“Correlation does not prove that there is a causal relationship”
(Tim Chico, cardiologist)
Correlation but not causation
Armitage says the cholesterol theory is science-based. He admits, however, that it is difficult to draw direct conclusions about heart disease from nutritional research. In randomized, controlled trials that represent the gold standard, saturated fat in the diet is replaced with polyunsaturated fats, such as those found in vegetable oil. It lowers LDL cholesterol in the blood. Interestingly, this has not resulted in any reduction in mortality in most studies. Many other nutritional studies on heart disease are observational. They are based on dietary questionnaires that participants fill in by memory and as such have limitations. “These approaches give a general indication of which foods are associated with heart disease,” says Tim Chico, a cardiologist at the University of Sheffield in the UK. “However, this correlation does not prove that there is a causal relationship,” he adds.

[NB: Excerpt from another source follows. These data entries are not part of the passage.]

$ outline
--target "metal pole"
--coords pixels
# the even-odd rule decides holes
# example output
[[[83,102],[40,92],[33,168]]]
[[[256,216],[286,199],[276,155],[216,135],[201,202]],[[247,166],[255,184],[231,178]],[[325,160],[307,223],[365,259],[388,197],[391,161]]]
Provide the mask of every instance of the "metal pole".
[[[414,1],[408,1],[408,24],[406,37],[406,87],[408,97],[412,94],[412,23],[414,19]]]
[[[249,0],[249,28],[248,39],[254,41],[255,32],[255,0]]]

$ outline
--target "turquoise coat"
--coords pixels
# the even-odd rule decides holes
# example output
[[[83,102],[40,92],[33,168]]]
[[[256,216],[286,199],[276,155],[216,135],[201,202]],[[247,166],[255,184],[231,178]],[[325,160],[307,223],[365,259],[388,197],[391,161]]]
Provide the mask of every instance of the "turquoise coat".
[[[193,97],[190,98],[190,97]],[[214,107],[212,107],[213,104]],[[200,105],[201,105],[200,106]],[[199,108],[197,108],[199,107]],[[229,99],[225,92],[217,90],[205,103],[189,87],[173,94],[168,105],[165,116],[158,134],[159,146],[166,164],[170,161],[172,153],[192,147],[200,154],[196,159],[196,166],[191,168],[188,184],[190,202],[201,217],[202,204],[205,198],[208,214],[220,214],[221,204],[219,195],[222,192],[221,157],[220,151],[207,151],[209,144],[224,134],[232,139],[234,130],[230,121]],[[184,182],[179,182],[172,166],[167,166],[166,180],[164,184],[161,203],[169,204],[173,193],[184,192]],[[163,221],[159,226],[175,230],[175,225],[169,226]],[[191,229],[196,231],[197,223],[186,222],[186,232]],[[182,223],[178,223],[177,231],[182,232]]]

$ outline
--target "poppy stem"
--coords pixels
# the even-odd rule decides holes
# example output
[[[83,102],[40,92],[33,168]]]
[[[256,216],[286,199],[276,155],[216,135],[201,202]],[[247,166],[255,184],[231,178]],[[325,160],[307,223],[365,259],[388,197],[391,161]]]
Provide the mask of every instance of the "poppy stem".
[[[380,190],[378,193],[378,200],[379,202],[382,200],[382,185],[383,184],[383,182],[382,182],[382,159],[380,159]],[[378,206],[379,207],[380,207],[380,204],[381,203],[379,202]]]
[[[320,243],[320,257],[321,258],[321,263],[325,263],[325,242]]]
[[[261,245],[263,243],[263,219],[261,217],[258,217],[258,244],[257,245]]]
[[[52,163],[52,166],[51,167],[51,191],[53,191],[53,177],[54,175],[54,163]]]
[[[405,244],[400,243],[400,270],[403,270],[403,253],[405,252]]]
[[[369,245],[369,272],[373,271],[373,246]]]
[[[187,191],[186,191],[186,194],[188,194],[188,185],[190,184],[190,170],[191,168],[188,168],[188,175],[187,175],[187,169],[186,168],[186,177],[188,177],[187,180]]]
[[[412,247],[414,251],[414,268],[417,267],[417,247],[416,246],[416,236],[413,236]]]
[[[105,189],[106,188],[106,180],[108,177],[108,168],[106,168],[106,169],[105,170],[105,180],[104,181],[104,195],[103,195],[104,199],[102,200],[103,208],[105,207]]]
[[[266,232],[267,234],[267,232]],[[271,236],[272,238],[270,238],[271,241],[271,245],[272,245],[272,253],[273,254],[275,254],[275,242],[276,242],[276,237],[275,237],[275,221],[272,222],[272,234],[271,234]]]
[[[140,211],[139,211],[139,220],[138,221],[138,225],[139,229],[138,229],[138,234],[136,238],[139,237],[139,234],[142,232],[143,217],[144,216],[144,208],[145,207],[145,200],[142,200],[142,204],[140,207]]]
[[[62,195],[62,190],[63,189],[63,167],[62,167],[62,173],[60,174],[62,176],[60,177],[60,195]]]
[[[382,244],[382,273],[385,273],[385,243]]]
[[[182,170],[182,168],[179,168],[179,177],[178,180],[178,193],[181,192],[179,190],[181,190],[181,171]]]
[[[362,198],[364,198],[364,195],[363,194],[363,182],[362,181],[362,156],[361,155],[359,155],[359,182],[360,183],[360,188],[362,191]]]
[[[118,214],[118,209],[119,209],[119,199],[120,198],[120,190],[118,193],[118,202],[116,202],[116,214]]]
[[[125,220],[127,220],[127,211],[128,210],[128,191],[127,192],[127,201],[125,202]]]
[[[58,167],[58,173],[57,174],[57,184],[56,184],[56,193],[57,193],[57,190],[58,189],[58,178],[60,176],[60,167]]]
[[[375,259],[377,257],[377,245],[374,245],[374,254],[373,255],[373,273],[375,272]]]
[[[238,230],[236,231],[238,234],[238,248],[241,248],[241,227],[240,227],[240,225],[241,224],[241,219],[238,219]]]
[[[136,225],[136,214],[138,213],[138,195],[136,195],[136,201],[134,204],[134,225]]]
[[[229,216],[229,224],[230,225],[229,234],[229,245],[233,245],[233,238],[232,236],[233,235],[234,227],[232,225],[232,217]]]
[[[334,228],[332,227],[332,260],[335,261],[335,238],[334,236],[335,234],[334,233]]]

Many conflicting findings could indicate that saturated fat was overestimated and that other dietary components that contribute to heart disease may be overlooked. Four years before Keys appeared on the cover of Time Magazine, British physiologist John Yudkin stated that the real danger to human health was sugar. At the time, his discoveries were largely ignored. However, in 2016 it found that influential 1960s research downplaying the role of sugar in coronary heart disease was funded by the sugar industry.
Shortly after this discovery, the results of the Prospective Urban Rural Epidemiology (PURE) study suggested that diets high in carbohydrates, not high in fat, could drastically reduce life expectancy. The authors found no association between high fat consumption and the incidence of heart attacks or cardiovascular disease. On the contrary, the study found that a diet high in saturated fat reduces the risk of stroke by about 20 percent. “The new data shows that refined sugars, not fat, are probably the main problem in our diets,” said study leader Mahshid Dehghan, a nutritionist at the Population Health Research Institute in Hamilton, Canada. However, the PURE study is also questionnaire-based and therefore subject to the same limitations as many other observational studies.
DuBroff would not call himself an absolute cholesterol skeptic. Blaming all the blame for bad cholesterol paints an incomplete picture at best. “Focusing solely on LDL is oversimplifying a very complex disease process,” says the cardiologist. He points to a study co-authored by Ravnskov in which people with the highest LDL cholesterol levels lived longer than those with the lowest. A 2019 study also suggests that levels of a specific subset of LDL may be a better predictor of a heart attack than total LDL present. More research is needed to clear up the confusion about the effects of cholesterol, says DuBroff. Other biochemical mechanisms and dietary components can also cause heart disease, such as insulin resistance and inflammation.
Although critics questioned his life’s work, the approach seemed to work for Keys. He died in 2004 at the age of 100 after eating the Mediterranean diet for most of his life. Lots of olive oil, starchy foods and vegetables, low-saturated animal fats – Chico also recommends this to his patients. He also thinks it’s okay if they don’t eat pasta and want to maintain a low-carb diet. “Why does it always have to be either / or?” He asks. “I’d like to see a more constructive discussion of how we’re tackling the many impacts on heart disease, rather than holding a popularity contest.”